Posted 29 April 2012 - 08:48 PM

Quote

At the moment it returns the reference and not a new object, which is a potential security risk. To fix this I tried to do something like this:


You could use a copy constructor or simply implement the Cloneable interface to return a deep copy.

Quote

But I get an error stating "cannot instantiate the type T".


This is due to type erasure. Basically, all the T's in the class are erased (and replaced with Object ?) at compile-time.
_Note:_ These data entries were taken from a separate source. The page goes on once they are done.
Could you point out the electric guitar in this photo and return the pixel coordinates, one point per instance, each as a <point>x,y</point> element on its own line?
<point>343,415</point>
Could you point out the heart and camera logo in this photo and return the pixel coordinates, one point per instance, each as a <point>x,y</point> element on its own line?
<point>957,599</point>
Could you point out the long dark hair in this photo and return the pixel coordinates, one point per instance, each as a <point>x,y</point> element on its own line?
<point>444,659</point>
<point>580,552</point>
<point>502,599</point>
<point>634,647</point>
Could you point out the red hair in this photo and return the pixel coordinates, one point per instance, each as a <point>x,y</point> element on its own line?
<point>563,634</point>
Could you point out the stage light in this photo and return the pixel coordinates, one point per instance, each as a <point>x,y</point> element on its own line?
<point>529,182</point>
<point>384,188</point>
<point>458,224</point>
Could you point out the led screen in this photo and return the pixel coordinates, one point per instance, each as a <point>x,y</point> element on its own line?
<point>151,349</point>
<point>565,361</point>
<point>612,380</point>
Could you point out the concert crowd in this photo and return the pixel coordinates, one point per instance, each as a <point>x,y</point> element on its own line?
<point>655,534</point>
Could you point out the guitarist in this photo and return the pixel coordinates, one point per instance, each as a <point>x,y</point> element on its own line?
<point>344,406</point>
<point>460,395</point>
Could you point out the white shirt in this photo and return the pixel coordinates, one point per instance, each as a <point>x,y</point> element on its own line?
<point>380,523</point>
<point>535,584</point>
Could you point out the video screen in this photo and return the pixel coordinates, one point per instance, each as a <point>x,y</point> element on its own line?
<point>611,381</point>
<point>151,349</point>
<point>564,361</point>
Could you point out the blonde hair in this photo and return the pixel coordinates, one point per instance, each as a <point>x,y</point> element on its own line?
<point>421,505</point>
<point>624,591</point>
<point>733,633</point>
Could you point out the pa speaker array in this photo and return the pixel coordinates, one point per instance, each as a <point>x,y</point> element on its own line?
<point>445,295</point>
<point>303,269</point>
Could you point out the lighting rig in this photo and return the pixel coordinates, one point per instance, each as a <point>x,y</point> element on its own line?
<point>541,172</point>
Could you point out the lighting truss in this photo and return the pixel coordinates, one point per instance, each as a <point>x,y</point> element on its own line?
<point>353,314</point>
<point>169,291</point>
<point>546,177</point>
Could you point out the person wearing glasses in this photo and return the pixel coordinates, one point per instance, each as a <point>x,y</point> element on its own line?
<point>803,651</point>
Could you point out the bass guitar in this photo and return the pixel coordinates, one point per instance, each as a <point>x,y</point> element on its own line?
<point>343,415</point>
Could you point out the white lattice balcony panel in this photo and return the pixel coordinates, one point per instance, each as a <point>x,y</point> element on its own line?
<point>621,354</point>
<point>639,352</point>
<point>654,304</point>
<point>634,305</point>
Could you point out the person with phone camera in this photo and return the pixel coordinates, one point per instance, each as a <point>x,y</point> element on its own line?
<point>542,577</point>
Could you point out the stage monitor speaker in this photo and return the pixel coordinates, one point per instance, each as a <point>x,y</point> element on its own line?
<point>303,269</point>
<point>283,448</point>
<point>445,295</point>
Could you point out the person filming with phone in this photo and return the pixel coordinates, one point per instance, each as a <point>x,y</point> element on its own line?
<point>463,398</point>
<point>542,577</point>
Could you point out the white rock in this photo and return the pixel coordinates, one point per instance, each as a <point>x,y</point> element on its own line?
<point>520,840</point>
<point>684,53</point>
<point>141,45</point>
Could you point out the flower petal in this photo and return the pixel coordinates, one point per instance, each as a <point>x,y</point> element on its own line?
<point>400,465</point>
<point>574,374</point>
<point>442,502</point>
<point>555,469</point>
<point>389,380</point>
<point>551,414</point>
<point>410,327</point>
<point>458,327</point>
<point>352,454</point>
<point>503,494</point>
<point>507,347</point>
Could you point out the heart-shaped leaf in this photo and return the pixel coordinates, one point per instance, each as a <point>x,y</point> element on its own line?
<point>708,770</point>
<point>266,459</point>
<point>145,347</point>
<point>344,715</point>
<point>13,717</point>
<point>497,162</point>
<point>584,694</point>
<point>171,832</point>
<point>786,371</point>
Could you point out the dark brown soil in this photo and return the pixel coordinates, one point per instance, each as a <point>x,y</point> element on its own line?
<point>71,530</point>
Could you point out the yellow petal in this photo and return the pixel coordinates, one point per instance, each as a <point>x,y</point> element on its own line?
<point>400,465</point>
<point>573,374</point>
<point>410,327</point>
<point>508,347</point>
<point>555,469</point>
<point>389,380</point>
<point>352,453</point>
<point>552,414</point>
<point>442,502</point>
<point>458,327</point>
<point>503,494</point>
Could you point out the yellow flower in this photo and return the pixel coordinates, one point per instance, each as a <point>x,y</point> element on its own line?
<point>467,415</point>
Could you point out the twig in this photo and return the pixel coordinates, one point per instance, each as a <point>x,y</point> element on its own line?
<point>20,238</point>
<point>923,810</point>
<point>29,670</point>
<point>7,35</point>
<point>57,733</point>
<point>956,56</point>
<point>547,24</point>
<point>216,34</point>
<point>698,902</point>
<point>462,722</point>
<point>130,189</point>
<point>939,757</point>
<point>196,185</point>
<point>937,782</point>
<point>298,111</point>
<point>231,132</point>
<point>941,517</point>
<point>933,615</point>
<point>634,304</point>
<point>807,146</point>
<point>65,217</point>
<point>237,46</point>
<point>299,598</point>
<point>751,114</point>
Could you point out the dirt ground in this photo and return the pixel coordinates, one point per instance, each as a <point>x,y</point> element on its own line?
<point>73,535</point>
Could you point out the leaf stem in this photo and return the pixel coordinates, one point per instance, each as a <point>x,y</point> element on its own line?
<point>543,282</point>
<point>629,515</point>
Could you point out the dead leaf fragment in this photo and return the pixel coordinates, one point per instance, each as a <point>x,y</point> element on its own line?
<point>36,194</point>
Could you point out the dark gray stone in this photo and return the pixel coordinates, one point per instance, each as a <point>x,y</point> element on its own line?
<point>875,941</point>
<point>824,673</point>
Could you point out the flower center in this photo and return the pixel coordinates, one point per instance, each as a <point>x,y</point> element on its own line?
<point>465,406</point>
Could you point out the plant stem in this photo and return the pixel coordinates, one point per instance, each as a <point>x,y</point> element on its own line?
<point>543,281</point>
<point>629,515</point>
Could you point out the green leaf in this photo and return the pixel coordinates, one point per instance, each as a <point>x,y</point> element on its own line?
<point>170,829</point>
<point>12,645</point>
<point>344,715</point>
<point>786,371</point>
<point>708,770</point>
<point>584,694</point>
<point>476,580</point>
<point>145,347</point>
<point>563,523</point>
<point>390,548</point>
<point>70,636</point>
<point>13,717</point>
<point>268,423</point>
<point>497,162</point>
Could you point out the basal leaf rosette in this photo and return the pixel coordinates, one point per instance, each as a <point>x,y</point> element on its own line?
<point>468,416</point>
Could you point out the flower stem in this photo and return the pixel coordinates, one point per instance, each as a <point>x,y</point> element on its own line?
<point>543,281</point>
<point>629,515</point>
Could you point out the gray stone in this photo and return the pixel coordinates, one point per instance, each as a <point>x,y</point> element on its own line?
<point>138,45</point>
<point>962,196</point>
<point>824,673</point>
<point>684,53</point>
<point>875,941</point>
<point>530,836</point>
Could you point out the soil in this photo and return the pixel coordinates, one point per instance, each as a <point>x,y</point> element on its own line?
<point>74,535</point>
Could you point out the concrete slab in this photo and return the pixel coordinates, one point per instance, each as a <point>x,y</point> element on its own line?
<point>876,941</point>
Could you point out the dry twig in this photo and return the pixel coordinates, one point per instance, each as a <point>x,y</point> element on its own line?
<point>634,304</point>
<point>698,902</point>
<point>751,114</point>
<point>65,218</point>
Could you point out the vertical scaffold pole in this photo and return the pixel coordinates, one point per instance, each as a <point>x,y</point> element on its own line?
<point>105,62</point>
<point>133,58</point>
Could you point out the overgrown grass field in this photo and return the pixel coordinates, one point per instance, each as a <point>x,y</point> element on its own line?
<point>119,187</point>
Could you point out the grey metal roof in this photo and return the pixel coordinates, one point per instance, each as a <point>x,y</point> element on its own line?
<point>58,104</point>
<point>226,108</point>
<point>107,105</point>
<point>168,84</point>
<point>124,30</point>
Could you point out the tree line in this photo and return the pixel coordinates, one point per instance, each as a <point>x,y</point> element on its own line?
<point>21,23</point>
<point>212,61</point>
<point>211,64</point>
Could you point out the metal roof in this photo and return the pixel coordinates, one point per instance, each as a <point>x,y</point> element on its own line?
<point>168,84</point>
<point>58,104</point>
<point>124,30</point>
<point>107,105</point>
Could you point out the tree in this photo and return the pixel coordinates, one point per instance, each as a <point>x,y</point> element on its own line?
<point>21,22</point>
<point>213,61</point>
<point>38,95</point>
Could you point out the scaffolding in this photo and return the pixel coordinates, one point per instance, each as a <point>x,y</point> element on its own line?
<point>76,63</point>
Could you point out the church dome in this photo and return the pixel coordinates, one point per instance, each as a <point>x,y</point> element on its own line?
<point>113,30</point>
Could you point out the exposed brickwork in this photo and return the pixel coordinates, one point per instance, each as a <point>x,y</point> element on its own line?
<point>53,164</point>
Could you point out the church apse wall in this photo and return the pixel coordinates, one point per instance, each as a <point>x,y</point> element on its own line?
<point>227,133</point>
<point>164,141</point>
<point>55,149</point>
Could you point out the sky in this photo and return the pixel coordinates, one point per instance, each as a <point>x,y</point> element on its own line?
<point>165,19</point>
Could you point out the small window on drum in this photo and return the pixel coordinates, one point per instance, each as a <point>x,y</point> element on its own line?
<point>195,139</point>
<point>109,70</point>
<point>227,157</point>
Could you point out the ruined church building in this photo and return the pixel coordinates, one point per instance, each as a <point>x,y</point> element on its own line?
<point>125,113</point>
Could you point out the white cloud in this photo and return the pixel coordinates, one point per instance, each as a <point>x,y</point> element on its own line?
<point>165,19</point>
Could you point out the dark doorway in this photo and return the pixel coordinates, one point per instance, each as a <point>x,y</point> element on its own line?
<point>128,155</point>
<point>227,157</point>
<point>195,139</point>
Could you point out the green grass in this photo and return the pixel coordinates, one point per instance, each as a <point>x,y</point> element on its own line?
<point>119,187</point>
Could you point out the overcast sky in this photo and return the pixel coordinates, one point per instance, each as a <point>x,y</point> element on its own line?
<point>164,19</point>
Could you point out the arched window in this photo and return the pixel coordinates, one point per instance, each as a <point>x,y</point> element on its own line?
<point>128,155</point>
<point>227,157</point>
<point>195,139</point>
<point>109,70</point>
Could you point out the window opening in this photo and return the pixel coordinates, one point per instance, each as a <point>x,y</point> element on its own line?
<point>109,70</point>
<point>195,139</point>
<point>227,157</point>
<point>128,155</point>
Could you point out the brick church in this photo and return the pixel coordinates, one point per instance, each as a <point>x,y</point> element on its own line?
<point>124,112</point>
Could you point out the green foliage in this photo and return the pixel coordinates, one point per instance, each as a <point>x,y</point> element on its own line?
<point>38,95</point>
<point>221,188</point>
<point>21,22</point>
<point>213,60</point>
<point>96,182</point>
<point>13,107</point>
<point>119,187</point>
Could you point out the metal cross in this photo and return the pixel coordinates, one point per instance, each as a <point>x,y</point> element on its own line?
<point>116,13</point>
You can't instantiate something that doesn't exist.

import java.util.*;
import java.lang.*;
import java.lang.reflect.*;
 
class Main
{
        public static void main (String[] args) throws java.lang.Exception
        {
                StartState ss = new StartState("Hello World");
                AbstractState as = newInstance(ss);
                System.out.println(ss);
                System.out.println(as);
                System.out.println("ss != as : "+(as != null && ss != as));
        }
 
        private static abstract class AbstractState{}
        private static class StartState extends AbstractState{
                private String label;
                public StartState(String label){ this.label = label; }
                public StartState(StartState ss){ this.label = ss.label; }
                public String toString(){return label;}
        }
 
        private static <T extends AbstractState> T newInstance(T obj) throws Exception {
                Class<?> cls = ((AbstractState)obj).getClass();
                Constructor<?> con = cls.getConstructor(cls);
                return (T)con.newInstance(obj);
        }
}



newInstance is an analogue of getCurrentState.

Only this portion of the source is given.